Going into today, despite having taken several well-timed pelagics and whale watches out of the northeast, I had not yet seen Sabine's Gull or South Polar Skua. A west coast pelagic would take care of those, but heading into Saturday they were two glaring misses on my life list. I had done a few pelagics, whale watches, and sea watches over the past couple years at times and locations to specifically target them.

On Saturday I got those two birds no more than 15 minutes apart. Marshall Iliff spotted a distant skua that eventually made a fairly close pass. We all had the impression of the uniform cold tones of a SOUTH POLAR SKUA, lacking golden spangling above or warm tones overall. The pending photos should confirm our field identification. Skua identification is often very difficult unless treated with a more extreme or obvious individual, so care should and will be taken before this one goes down in BOLD on my list. But I would expect the photos to back up our field views. Later, a second skua sighting was likely the same bird.

A bit later, I relocated a very distant adult SABINE'S GULL that Blair Nikula had briefly seen earlier. Luckily that bird (or another?) made a much closer pass later in the morning, for all to see.

Other than those two big highlights, we had constant action that included 4 species of shearwater (though I missed the single Sooty), several Parasitic Jaegers, several hundred Red-necked Phalaropes including many great looks, and the 5 expected species of tern. It ended up being a great morning.

It should be noted that this storm did not produce any southern birds for us. This was sorta expected given the position and strength of the storm. Generally, you want to be on the "right" (in this case, east) side of the storm if you don't have a direct hit. We were on the left side, and tropical storm force winds only very briefly brushed the Cape. So Saturday morning's displaced seabirds were birds that would normally be at our latitude at this time of year, but were pushed into Cape Cod Bay by the storm.

Sure enough, the storm dropped a Bridled Tern and Magnificent Frigatebird, plus other southern terns, in Nova Scotia despite its relative weakness by the time it reached that far north. Goes to show you how important the track is.

But nobody at First Encounter was complaining. Getting an identifiable skua from shore is rare enough, and having a steady supply of other seabirds made for an entertaining morning.

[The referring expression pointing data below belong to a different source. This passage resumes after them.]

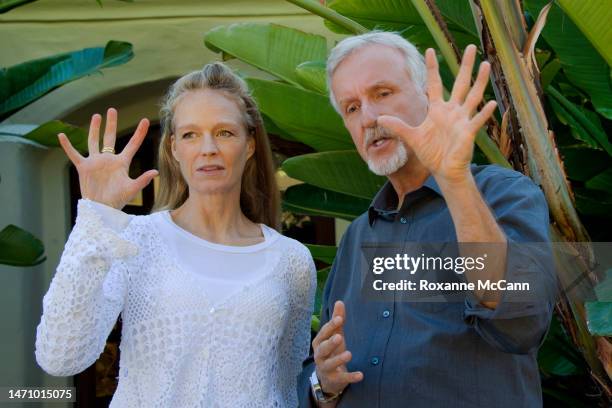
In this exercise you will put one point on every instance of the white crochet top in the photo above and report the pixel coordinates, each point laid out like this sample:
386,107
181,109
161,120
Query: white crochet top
178,347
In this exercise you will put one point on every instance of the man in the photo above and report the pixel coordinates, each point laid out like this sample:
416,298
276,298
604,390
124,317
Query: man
480,352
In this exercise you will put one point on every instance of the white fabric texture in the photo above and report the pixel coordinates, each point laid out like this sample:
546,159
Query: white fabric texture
181,346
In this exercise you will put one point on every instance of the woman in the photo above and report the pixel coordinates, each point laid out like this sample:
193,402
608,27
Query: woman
215,302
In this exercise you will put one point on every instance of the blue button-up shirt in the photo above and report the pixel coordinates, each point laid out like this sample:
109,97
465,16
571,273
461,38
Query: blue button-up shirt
444,354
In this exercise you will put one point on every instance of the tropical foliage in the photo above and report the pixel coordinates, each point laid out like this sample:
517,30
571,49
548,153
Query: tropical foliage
27,82
552,82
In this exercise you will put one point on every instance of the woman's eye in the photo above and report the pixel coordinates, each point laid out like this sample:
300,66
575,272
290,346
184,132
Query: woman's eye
225,133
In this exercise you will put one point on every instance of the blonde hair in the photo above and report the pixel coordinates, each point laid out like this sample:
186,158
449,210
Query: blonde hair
259,195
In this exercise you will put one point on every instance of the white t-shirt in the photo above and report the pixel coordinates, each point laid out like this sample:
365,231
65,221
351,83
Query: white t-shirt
204,324
225,275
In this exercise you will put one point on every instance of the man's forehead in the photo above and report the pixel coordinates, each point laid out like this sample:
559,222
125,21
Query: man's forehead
367,68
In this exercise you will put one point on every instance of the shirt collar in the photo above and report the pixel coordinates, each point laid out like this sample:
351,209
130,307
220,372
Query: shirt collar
385,201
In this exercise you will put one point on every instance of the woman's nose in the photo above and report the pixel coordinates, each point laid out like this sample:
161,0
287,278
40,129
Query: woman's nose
208,145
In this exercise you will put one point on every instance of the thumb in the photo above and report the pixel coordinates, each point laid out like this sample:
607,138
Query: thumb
145,178
398,127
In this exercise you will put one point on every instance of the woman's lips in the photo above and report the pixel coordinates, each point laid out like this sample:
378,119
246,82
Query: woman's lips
210,170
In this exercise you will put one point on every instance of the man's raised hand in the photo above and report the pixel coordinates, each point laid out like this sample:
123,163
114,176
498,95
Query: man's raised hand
444,141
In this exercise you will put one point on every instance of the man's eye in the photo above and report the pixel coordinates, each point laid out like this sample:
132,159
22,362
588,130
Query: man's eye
351,108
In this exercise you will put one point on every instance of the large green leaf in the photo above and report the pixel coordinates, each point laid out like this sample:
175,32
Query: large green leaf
312,75
400,15
593,202
581,62
271,47
305,115
311,200
6,5
557,356
22,84
323,253
599,318
582,163
341,171
20,248
585,124
45,134
593,19
602,181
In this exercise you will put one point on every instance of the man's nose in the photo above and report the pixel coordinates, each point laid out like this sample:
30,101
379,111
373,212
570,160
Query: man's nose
369,114
208,145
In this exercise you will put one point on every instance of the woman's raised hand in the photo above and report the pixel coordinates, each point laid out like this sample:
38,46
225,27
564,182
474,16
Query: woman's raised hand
104,177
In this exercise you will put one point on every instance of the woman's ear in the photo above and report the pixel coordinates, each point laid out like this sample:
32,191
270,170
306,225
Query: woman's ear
250,146
173,147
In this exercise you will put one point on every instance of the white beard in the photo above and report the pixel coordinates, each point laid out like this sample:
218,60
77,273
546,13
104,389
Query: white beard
390,163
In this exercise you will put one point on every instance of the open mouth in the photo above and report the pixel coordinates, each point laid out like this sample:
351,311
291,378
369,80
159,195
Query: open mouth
379,142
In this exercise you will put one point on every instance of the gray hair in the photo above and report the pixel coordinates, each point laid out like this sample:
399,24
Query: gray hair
415,63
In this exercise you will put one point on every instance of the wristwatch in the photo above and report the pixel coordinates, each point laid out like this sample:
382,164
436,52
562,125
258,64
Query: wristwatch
318,393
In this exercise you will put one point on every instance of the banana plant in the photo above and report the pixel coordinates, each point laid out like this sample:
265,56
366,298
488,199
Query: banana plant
27,82
553,89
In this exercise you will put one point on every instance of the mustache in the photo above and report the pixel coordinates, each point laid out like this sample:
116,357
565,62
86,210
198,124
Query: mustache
376,132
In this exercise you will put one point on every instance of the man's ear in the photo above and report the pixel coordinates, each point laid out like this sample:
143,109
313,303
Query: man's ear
250,146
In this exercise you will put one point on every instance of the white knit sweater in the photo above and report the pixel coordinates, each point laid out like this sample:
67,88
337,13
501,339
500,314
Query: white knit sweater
178,349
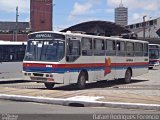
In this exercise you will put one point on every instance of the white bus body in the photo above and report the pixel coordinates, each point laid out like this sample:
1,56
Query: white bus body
83,58
11,57
154,55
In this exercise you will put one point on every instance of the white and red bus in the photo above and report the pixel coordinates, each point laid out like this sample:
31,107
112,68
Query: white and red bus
71,58
154,55
11,57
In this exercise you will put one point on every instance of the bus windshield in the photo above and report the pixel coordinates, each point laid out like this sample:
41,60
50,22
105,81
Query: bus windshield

On our way back we stopped at the Cumberland Farm Fields in Halifax/Middleboro, MA, where we enjoyed the continuing inland shorebird show. We tallied 15 species of shorebird here including 6 American Golden-Plover, Baird's Sandpiper, 5 Buff-breasted Sandpiper, and a Wilson's Phalarope...plus a few Laughing Gulls.

- Nick

Friday, September 3, 2010

Hurricane Earl approaches

It's a much weakened system as I type this...a minimal CAT 1 with max sustained winds of 80mph. Not quite the healthy CAT 2 that had been forecast! On top of that, the track has shifted ever so slightly east...far enough east to greatly minimize the storm's effects on Connecticut.

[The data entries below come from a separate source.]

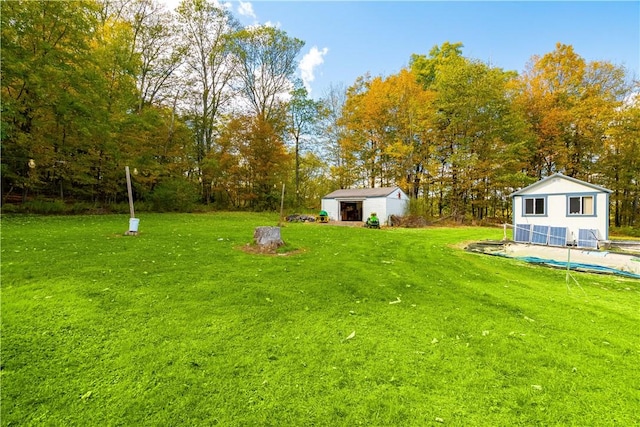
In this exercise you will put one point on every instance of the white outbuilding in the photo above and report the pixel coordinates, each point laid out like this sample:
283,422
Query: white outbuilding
358,204
560,210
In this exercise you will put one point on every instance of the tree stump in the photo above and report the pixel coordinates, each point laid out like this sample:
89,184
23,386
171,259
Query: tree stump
268,237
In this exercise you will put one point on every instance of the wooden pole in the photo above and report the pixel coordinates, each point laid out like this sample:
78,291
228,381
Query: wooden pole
126,169
282,202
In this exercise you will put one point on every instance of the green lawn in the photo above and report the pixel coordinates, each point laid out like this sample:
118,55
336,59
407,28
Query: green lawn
179,326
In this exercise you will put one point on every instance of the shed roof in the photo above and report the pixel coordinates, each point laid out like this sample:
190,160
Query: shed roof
559,175
361,192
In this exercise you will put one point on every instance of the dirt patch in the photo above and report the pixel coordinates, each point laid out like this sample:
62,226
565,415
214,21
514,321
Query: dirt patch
269,250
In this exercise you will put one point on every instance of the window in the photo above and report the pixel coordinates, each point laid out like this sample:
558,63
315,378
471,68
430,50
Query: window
581,205
534,206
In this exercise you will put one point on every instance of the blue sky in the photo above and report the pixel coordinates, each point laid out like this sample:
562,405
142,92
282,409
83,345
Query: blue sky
344,40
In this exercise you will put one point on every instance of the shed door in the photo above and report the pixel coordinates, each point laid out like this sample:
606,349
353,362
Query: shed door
350,211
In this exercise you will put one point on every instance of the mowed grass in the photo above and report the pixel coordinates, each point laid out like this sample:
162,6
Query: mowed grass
391,327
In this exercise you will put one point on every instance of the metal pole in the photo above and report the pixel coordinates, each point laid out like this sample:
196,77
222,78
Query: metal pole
126,169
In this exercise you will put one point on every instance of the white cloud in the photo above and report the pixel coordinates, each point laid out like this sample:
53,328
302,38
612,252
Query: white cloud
246,9
308,64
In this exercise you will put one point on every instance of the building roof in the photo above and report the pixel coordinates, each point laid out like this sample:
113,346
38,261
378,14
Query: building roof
559,175
361,193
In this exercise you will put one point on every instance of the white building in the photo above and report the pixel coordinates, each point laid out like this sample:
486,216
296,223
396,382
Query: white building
358,204
559,211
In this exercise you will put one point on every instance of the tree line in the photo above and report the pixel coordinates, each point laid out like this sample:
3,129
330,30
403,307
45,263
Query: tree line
208,112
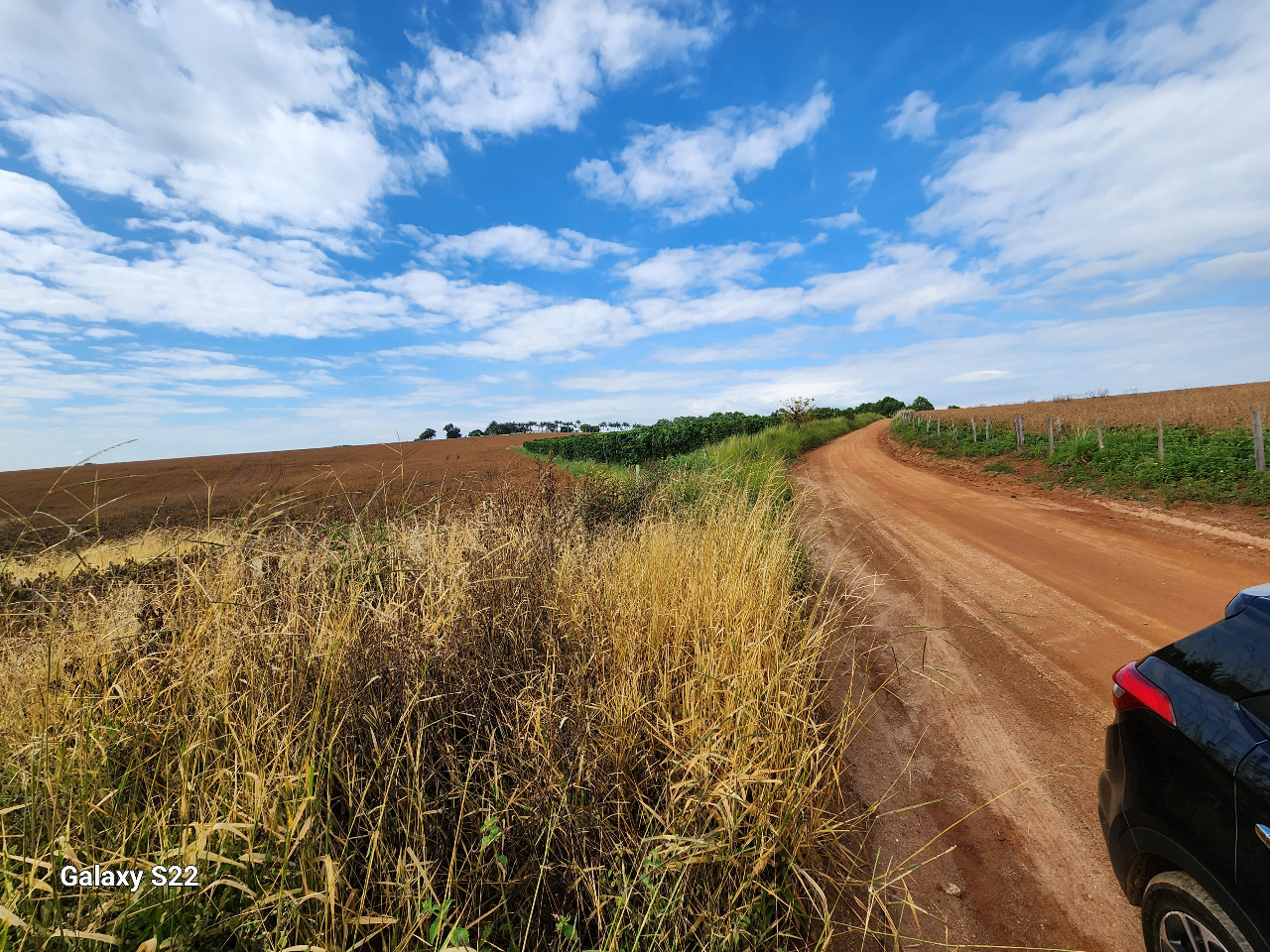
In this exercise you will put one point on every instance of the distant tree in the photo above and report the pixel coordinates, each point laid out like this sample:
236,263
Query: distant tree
797,411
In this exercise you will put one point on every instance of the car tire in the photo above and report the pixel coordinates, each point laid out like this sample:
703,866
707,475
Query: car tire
1179,915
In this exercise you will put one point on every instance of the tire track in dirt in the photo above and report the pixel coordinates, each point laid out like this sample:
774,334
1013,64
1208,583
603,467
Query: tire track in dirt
1020,608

The southeast Cape and Islands of Massachusetts still stand a chance to get whacked with some nasty weather. It should be enough to produce a decent seabird show at dawn on Saturday. As of right now, that's where I'll be headed very early Saturday morning. I'd be out there right now if not for work getting in the way.

Despite this storm being weaker and further away than initially expected, remember that it was one heck of a nasty storm just 24 hours ago and has been moving as a cyclone through the South Atlantic, the Caribbean, and right up the Gulf Stream. It has come into contact with many birds along the way, so really anything from that part of the world could be displaced off the New England coast. Even if the odds seem slim, I would get out and look anyway.

Will report back, positively or negatively, following the storm, wherever I end up.